The sequence of faces of mock suspects and nonsuspects was pseudorandomized, so the same sequence of pictures was presented to each participant. Participants were instructed to learn which face indicated a mock suspect and which face indicated a mock nonsuspect. They were asked to respond to a mock suspect face by pressing the space bar after face presentation and to withhold responses when a mock nonsuspect face was presented. Thus, faces that indicated a mock suspect required a go response, and faces that showed a mock nonsuspect required a no-go (i.e., withholding) response. We instructed go responses to mock suspect faces and no-go responses to mock nonsuspect faces, as this stimulus–response association is compatible with lineup presentations in person identification settings (Valentine & Davis, 2015). Each of the eight mock suspect faces and each of the eight mock nonsuspect faces were presented 21 times, resulting in a total of 168 trials, comprising mock suspect faces that required a go response and 168 trials of mock nonsuspect faces that required withholding a response. We have applied an equal number of go and no-go stimuli because participants performed a learning task. If one stimulus type had a lower probability than the other stimulus type, learning might be facilitated to the more frequently presented stimulus type. Therefore, a 50:50 ratio of go and no-go stimuli keeps the option to test whether the neural processes are of differential or equal intensity to go (mock suspect faces) versus no-go (mock nonsuspect faces) stimuli. Previous go/no-go tasks also applied go and no-go stimuli equiprobably (Huster, Enriquez-Geppert, Lavallee, Falkenstein, & Herrmann, 2013; Larson et al., 2014). However, these articles did not investigate learning tasks with go versus no-go stimuli. All instructions were presented on a 17-in. TFT screen. The face pictures were 340 pixels wide × 512 pixels high (2.88 cm wide × 4.33 cm high). All faces were centrally presented on the screen.
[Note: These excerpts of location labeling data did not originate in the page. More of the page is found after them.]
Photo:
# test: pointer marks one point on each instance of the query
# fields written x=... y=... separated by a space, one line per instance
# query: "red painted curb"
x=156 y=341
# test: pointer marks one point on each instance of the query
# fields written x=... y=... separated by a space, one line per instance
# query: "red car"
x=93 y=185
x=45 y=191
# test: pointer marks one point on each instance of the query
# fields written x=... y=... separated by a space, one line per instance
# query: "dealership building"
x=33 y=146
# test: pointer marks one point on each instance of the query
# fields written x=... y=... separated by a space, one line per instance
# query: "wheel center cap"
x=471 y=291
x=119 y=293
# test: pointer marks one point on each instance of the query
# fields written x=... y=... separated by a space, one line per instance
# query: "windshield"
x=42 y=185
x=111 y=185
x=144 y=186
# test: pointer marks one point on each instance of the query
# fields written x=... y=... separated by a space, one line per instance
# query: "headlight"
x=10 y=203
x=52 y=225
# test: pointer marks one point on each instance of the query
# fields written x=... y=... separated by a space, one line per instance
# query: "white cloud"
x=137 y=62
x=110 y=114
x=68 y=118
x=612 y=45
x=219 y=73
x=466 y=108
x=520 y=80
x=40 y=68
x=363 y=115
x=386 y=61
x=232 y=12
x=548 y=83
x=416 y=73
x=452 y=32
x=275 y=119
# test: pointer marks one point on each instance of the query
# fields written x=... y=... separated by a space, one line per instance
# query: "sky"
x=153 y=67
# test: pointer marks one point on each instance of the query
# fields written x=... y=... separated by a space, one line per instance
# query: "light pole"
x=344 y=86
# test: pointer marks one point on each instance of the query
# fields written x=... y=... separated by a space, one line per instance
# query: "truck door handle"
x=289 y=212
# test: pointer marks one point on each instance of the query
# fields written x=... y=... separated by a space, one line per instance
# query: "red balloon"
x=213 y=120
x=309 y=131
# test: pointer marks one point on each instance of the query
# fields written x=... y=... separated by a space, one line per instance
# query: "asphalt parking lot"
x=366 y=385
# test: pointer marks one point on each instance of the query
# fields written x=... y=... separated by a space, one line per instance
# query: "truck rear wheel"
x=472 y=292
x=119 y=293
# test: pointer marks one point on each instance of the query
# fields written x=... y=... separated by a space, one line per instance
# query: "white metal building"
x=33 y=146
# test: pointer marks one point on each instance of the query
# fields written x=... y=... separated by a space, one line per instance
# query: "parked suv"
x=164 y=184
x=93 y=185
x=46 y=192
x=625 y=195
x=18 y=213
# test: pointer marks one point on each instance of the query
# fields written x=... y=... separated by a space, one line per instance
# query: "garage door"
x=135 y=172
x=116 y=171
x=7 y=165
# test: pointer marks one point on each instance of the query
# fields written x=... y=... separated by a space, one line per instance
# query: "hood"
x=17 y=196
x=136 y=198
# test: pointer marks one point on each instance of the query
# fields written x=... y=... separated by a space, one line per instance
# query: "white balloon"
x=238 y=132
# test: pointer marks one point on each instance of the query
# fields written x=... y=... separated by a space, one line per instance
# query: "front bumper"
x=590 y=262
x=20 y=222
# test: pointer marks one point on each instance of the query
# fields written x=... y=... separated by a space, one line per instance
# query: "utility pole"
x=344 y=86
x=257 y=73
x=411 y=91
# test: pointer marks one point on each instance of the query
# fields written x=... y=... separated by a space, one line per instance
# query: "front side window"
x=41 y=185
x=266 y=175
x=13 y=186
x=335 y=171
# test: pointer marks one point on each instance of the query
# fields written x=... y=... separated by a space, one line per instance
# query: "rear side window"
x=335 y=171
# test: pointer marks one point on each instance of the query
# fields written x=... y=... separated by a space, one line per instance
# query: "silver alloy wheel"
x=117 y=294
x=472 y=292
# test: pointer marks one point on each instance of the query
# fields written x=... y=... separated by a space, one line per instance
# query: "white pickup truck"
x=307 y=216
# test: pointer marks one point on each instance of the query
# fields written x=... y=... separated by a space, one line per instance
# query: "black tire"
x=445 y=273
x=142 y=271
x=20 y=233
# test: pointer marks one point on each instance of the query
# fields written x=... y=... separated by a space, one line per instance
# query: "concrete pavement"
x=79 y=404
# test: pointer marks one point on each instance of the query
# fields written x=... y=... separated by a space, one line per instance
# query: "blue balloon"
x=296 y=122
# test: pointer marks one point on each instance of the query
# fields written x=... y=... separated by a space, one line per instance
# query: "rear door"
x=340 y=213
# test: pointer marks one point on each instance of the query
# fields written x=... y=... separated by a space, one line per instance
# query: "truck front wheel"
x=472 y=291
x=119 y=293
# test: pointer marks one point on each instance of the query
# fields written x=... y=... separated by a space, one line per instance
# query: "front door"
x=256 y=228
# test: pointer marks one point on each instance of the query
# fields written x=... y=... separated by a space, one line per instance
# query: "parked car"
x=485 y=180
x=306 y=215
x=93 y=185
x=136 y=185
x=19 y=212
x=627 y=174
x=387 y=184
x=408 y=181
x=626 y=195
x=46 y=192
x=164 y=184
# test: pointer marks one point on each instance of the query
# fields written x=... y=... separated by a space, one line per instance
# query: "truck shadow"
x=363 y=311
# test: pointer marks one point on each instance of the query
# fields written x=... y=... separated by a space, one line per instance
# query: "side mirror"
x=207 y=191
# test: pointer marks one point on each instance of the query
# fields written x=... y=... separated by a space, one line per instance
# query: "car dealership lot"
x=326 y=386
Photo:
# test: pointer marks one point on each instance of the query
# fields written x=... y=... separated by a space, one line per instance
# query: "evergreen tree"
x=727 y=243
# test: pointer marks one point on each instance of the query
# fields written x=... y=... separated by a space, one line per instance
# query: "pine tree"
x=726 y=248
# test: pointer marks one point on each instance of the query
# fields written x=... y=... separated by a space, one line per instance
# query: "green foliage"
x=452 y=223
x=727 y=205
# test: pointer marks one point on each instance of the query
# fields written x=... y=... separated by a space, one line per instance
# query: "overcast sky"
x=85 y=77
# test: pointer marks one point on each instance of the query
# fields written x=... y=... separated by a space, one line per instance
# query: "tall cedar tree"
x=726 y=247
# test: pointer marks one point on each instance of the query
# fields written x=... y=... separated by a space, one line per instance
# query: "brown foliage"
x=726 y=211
Before the task, participants listened to the description of a crime vignette via STIM earphones. The vignette is given in Supplement S1. This crime vignette was applied before task performance to place participants in the role of the mock police officers working on the murder case to disentangle mock suspects and nonsuspects. No further information about mock suspects versus nonsuspects was given in the task description. Thus, participants were asked to learn, by trial-and-error responses, which of the eight faces represented a predefined mock suspect, and which of the other eight faces represented no predefined mock suspect.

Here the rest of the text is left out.